Roadmap: MCP Security Sprint — 4 domains, 10 chantiers (DELIVERED ✅)
Status: ✅ DELIVERED — sprint closed on May 9, 2026
Update May 9, 2026 (end of session): all 10 chantiers delivered in a single marathon session, and all 3 coordinated releases published the same day (hugo-mcp v1.9.0, mcp-oauth-proxy v2.1.0, mcp-installer v1.3.0). Every component of the MCP ecosystem hardened in one day. Full technical recap: MCP security sprint delivered: v1.9.0, 10 chantiers, hardened ecosystem.
This page stays published as an archive — to show the trajectory of an announced sprint, then kept. All original content below is preserved.

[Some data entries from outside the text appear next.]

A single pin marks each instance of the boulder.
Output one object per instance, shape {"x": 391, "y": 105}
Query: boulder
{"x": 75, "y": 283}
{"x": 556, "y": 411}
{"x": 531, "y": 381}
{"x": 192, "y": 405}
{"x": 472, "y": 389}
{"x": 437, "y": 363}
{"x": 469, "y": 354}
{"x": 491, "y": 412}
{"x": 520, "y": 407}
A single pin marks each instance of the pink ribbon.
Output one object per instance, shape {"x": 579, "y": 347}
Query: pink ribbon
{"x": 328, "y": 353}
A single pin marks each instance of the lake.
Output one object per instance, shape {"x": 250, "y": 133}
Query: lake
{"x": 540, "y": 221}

Original status (pre-delivery)
This page publicly documented an ongoing hardening sprint on arleo.eu’s MCP infrastructure. For security reasons, specific details of each chantier were not exposed until fixes were delivered (“sec-first” philosophy: don’t publish an attack roadmap).
Why this transparency
I debated whether to publish this page. Arguments for transparency:
- Public commitment = healthy pressure on yourself to deliver
- Documentation of a homelab whose goal is to learn and share
- Honesty with readers consuming other technical articles
Arguments against:
- Attack roadmap: if I precisely list what’s not yet protected, I give clues to a patient attacker
- Artificial pressure: announcing a sprint then not delivering = worse than announcing nothing
Adopted compromise: publish the direction and hardening domains without specifying what’s weak today. Specific technical detail published on delivery.
Sprint scope
The sprint covered 10 chantiers grouped into 4 domains:
1. Application hardening (FastAPI + Pydantic)
Reinforcement of MCP entry layers: strict input validation, unified error handling, no information leak in responses (stack traces, internal paths, lib versions).

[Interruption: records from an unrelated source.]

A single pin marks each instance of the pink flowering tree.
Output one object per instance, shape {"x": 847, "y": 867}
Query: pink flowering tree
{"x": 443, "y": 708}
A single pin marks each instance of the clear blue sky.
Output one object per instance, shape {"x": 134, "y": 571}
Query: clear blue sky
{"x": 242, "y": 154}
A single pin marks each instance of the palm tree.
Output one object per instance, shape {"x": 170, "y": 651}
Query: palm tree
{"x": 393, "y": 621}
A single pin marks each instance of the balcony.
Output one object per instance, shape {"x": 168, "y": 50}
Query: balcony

2. Authentication and tokens
Refactor of MCP access token management: lifetime, rotation, revocation, hashing in storage. Allow cutting off a compromised client’s access without redeploying the service.
3. Observability and audit
Integration of JSON structured logs ingested in BetterStack via Vector. Each MCP call must produce a traceable event: who, what, when, duration, status. Enables anomaly detection in near real-time.
4. Infrastructure and resilience
TLS for internal traffic between NUC and VM, dedicated ModSec rules on the /mcp path, disaster recovery runbook (token theft, server compromise, data loss).
What was already in place before the sprint
To not create false impressions, here are the layers already in place on infrastructure before the sprint (so out of scope):
- nginx + mandatory TLS 1.3 (Mozilla Modern config)
- Cloudflare WAF + Bot Management + IP whitelist
- ModSecurity + OWASP CRS 4.x on all vhosts
- CrowdSec in WAF mode + Cloudflare bouncer
- systemd hardening at level 1.7 (cf. systemd hardening)
- HMAC validation on webhooks
- Frontmatter Pydantic validation (1 chantier of 4 in the validation category)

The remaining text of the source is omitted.